Terkait hal tersebut, Pakar Polimer Universitas Indonesia Profesor Mochamad Cholid menegaskan, galon guna ulang sebaiknya hanya dipakai maksimal 40 kali, setara sekitar satu tahun, dengan asumsi satu minggu satu kali isi ulang. Melebihi itu, risiko migrasi BPA makin tinggi.
Sayangnya, mayoritas konsumen belum paham soal ganula. Survei KKI mencatat 43,4 persen responden tidak tahu ada aturan label BPA. Namun setelah tahu, 96 persen setuju aturan diterapkan secepatnya dan mendukung penarikan ganula dari peredaran.

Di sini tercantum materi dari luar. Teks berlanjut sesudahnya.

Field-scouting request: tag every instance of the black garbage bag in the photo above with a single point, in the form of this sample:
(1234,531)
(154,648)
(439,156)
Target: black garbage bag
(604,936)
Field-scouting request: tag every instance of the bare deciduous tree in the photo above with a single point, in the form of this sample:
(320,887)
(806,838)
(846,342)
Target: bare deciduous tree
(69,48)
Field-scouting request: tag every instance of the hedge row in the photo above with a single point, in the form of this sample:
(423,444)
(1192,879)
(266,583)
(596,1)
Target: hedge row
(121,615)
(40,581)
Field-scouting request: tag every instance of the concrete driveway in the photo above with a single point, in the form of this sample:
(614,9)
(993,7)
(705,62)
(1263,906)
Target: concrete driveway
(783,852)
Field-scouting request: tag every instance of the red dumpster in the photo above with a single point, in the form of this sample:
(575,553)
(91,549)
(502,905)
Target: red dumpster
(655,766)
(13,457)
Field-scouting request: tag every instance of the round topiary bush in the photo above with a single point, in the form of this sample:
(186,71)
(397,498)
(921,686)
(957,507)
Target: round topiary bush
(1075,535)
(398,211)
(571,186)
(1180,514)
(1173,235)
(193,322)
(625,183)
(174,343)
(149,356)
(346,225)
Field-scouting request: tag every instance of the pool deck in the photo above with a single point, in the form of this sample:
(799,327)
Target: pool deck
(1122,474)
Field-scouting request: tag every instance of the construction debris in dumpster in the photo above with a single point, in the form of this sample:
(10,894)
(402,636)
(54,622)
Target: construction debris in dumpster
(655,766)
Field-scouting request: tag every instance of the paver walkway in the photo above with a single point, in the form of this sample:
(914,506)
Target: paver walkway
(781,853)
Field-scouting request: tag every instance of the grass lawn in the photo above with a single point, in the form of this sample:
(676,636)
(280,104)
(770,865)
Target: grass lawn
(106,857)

Lebih memprihatinkan lagi, produsen air minum dalam kemasan sudah punya teknologi memproduksi galon baru yang bebas BPA. Namun, galon-galon tua tetap dibiarkan bertahan di pasar.
“Kalau sudah bisa bikin galon bebas BPA, kenapa ganula tidak ditarik? Kan aneh. Ini murni soal keuntungan saja, sementara konsumen jadi korban,” tuturnya.
David menekankan, 40 persen penduduk Indonesia mengandalkan air minum kemasan dan galon guna ulang. Artinya, lebih dari 100 juta orang setiap hari berpotensi terpapar BPA dari ganula.